There's one annoying issue with this approach - one would expect that in
typical filesystem usage, there would be a small number of outstanding
transactions at any given time - so they'll all fit in the same btree node. But
they'll all be updating that same btree node constantly, every time they do a
bit of work - so we'd be introducing quite a bit of lock contention. Ick.


But the keys are never going to be read at runtime - there wouldn't ever be any
reason to do a lookup on any key in BTREE_ID_TRANSACTIONS at runtime - why have
a btree at all?  Why not _only_ store them in the journal?
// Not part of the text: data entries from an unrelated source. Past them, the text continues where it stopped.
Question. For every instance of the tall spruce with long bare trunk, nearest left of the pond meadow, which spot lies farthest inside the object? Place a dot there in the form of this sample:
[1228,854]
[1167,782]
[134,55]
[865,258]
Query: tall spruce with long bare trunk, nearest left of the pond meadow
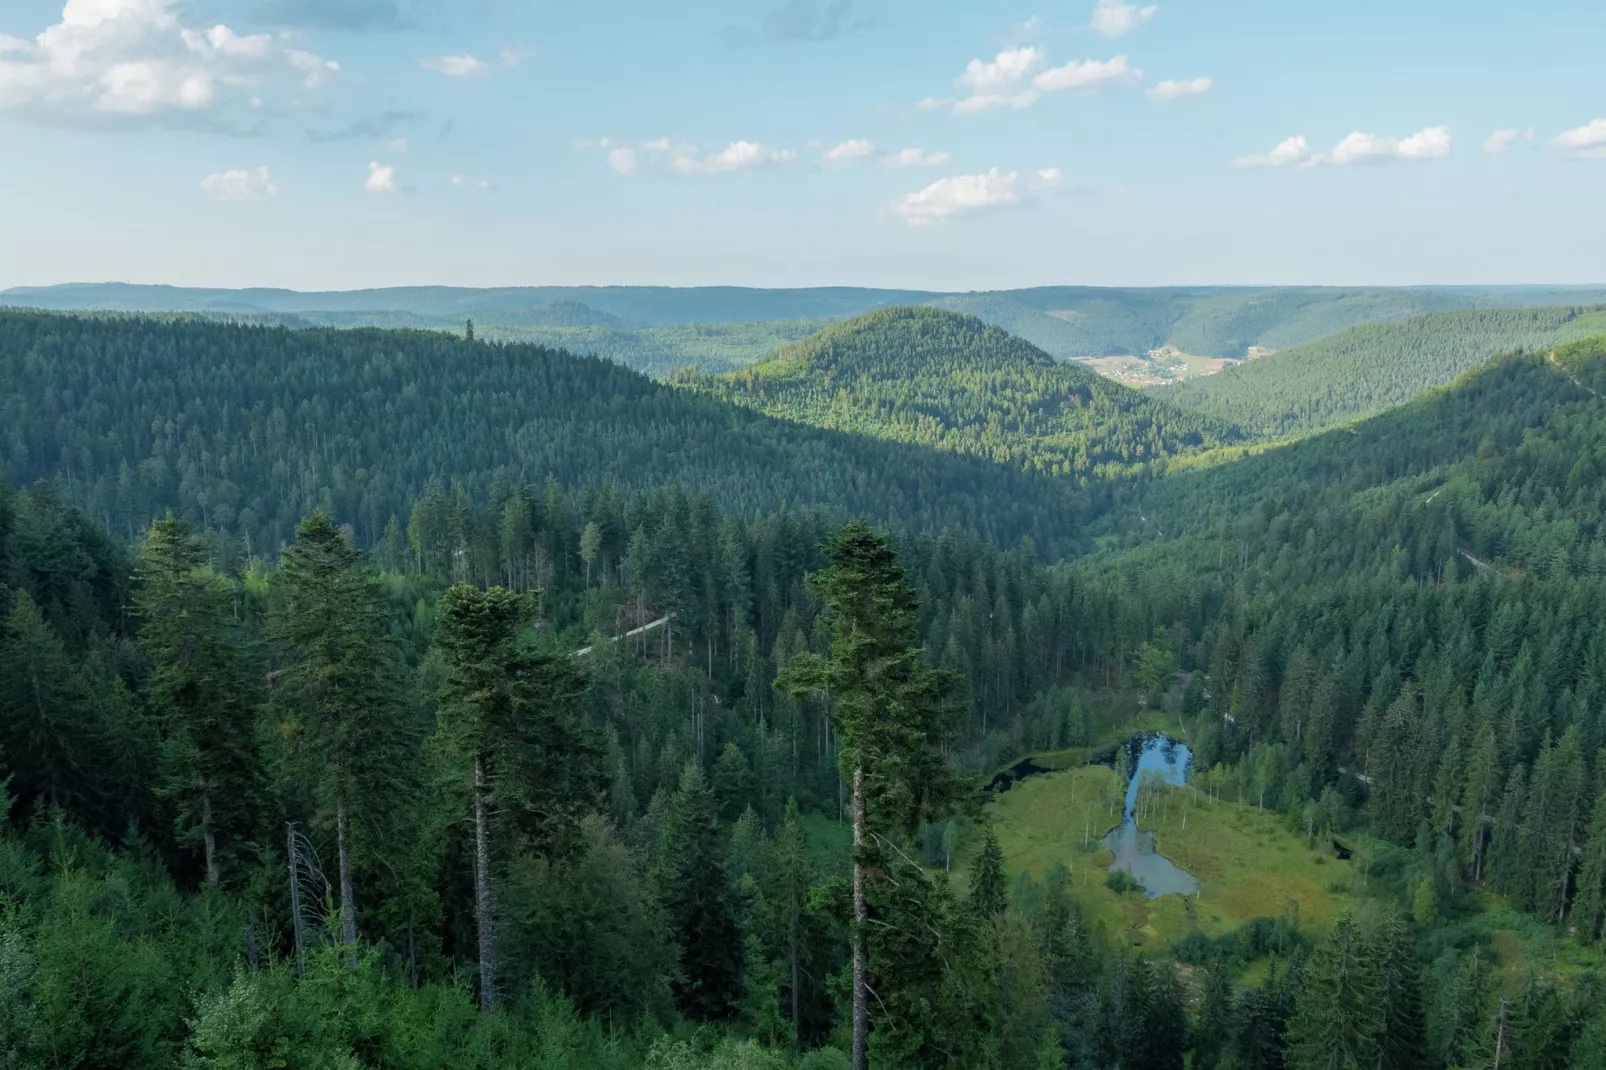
[887,708]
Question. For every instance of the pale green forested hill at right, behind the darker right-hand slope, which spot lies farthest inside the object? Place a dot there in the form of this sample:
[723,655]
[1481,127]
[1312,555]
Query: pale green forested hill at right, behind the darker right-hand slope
[1369,369]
That's the approach I'm taking. I'm adding a new btree id, but it's just so
that the journal code and bch_btree_insert_trans() can distinguish them - these
new transaction keys will only be persisted in the journal. You can check out
my (in progress, definitely not working yet) code here:

https://evilpiepirate.org/git/linux-bcache.git/log/?h=bcache-transactions


Also, my main motivation for working on this wasn't fcollapse() - fcollapse is
just a useful test case for the new approach. The immediate motivation is
actually correctly implementing i_generation for nfs export support: nfs
requires inodes have an i_generation field such that (inode nr, i_generation)
uniquely identifies an inode for the life of a filesystem. But doing that
correctly requires saving some additional state somewhere that we update
atomically with creating a new inode (or else saving a placeholder with the
current i_generation when we delete an inode, and reusing deleted inodes - but
that will have major downsides when using snapshots). Snapshots are also going
to require this new transaction machinery, but that's quite a ways off.